Sinal dos tempos, as mesmas alunas que usam saia até para fazer educação física falam sobre qualquer assunto sem medo de ficar ajoelhadas no milho. Numa das últimas aulas, sobre como andar de salto alto, Franciele Zanatta, uma caloura de 14 anos, de Ji-Paraná, Rondônia, arriscou: “É para eu empinar o bumbum?” A fisioterapeuta Isabel Rezende, 38 anos, só corrigiu: “Isso se chama encaixar o quadril.” A rigidez, no caso do Mãe de Deus, se aplica à seleção. Este ano, dos 45 pedidos de matrículas, apenas seis foram atendidos. Pais que queriam colocar nos eixos filhas rebeldes eram despachados. “Internato não é reformatório”, diz a diretora, irmã Dionéia Lawand.

Essa realidade é bem diferente da que vivem os internos da Escola Técnica Estadual Professor Urias Ferreira, em Jaú, no interior de São Paulo. O colégio, um dos 99 mantidos pelo Centro de Educação Tecnológica Paula Souza, ligado ao governo, oferece cursos de agricultura e pecuária. A maior parte dos alunos é formada por filhos de agricultores das classes C e D, que ingressa na escola por meio de vestibulinho e paga taxas mensais de R$ 35 pela hospedagem. Nos anos 70, o local chegou a contar com 540 alunos de todo o País. Hoje são menos de 150 – 135 meninos e 11 garotas –, a maioria do interior paulista. Eles ficam na escola durante a semana e vão para casa na sexta-feira.

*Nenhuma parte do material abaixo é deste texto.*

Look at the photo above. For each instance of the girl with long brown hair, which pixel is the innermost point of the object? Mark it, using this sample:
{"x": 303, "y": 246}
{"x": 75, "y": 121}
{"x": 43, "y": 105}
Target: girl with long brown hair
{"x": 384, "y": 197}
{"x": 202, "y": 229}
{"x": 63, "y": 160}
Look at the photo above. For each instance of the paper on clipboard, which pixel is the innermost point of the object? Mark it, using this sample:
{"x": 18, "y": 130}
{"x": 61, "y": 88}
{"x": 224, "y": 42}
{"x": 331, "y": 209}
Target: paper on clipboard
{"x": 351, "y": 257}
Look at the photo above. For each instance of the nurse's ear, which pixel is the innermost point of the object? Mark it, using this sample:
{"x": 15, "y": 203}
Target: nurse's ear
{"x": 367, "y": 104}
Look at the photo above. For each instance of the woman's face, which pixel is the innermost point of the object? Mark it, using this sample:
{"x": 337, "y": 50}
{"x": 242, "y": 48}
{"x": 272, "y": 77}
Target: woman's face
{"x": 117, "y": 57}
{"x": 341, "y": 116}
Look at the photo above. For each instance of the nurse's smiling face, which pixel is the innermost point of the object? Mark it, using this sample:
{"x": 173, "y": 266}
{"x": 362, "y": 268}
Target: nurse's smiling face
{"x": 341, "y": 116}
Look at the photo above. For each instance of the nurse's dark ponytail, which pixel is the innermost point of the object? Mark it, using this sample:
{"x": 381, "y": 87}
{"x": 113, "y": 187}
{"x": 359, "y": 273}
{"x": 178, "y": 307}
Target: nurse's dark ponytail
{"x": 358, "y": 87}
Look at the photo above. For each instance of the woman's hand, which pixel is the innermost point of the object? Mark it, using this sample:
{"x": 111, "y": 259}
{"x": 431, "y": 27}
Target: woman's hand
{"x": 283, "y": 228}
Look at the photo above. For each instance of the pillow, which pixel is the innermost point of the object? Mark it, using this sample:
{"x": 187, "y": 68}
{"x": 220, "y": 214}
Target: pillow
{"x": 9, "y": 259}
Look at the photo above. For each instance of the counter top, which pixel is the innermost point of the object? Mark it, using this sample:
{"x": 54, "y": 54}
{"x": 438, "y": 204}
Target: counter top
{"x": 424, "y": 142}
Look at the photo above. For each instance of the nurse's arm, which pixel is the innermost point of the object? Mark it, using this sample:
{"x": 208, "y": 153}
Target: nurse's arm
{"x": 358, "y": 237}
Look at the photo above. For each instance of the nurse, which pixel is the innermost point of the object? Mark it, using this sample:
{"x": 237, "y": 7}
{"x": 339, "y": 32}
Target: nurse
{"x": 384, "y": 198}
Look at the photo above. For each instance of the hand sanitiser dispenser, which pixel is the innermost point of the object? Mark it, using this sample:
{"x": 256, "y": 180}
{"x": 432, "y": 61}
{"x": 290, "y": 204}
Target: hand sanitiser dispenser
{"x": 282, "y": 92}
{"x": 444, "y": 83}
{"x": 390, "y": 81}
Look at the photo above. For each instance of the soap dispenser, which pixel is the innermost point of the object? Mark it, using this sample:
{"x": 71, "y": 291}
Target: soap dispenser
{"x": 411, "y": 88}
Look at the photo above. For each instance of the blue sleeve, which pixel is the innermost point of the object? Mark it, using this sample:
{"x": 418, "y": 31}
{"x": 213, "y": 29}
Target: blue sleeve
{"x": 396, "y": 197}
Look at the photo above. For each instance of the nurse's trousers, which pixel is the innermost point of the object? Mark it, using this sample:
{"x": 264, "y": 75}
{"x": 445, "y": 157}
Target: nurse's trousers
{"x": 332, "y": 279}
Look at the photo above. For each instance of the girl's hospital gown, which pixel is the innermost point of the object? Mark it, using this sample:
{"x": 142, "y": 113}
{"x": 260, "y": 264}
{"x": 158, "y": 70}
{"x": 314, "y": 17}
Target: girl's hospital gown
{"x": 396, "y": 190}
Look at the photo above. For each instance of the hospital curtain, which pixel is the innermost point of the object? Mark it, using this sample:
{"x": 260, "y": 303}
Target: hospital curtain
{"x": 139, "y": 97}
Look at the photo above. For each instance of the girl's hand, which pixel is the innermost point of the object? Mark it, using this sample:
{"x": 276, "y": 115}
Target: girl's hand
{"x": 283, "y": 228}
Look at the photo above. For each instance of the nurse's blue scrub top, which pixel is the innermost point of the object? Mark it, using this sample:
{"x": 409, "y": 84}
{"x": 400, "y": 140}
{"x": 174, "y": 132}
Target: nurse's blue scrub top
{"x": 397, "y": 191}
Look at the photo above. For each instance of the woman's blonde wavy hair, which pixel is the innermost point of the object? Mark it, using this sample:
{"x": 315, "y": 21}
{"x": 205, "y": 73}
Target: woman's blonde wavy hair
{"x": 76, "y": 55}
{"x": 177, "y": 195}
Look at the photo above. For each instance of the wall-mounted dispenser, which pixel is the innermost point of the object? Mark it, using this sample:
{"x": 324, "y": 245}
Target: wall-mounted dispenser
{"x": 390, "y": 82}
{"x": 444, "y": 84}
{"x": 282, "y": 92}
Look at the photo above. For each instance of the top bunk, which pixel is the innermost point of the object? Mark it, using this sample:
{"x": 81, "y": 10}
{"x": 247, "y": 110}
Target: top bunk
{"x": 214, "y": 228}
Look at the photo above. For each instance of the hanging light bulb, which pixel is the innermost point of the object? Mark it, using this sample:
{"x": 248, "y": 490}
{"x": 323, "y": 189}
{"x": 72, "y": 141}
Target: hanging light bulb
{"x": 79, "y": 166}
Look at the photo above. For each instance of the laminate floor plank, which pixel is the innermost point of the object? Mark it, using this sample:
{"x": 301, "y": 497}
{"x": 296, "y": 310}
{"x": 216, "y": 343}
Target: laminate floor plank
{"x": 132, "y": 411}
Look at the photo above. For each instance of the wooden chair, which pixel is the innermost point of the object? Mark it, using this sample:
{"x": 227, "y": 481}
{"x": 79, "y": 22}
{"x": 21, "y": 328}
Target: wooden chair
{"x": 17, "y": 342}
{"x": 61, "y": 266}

Cuidar de porcos e galinhas, tratar da horta e fabricar linguiça são algumas de suas atividades diárias, válidas como estágio. “Assim, vou treinando para quando tiver meu negócio”, diz Adilson Coelho, 18 anos. Para participar dos trabalhos os alunos só trazem para o alojamento o mínimo necessário – jeans e camisetas, boné e um par de botas. Mas o quarto de Danilo Purro, 16 anos, tem até guarda-roupa e tanquinho. Como os pais se mudaram para Porecatu, no Paraná, Danilo, ou Espigão, por causa de seu 1,90 m de altura, deve ficar na escola até 23 de dezembro. Em seu armário, pacotes de biscoito se misturam a artigos de higiene e cartas da namorada. “Todo fim de semana passo meia hora falando com ela. Com minha mãe, dez minutos dá”, confessa. Diariamente, Espigão e o colega Silvano José da Silva, 19 anos, pulam da cama às 5h30 e vão para o curral tirar leite. Às 7h30, já têm de estar na sala de aula, de banho tomado, para as lições teóricas. Para Silvano, que nasceu em um sítio em Ibaté, no interior de São Paulo, lidar com os bichos e plantações é uma espécie de diversão. “Trabalho com gosto porque é para o nosso consumo. Se a gente não zelar, não vai para a frente.”

Com apenas três funcionários para vigiar os 56 dormitórios, é difícil evitar problemas disciplinares. A permanência das meninas na escola só foi admitida há dois anos e em 1999 a escola registrou um caso de gravidez. Em outubro, foi convocada uma reunião de conselho para votar pela expulsão de dois alunos pegos com maconha. “A escola só recebe R$ 5 mil por mês e contamos com os meninos para nos ajudar a manter a ordem”, diz a diretora, Teresinha Bianco. “Assim como fazem abaixo-assinados para usar bermuda na sala ou jantar mais tarde no verão, eles criam regras.”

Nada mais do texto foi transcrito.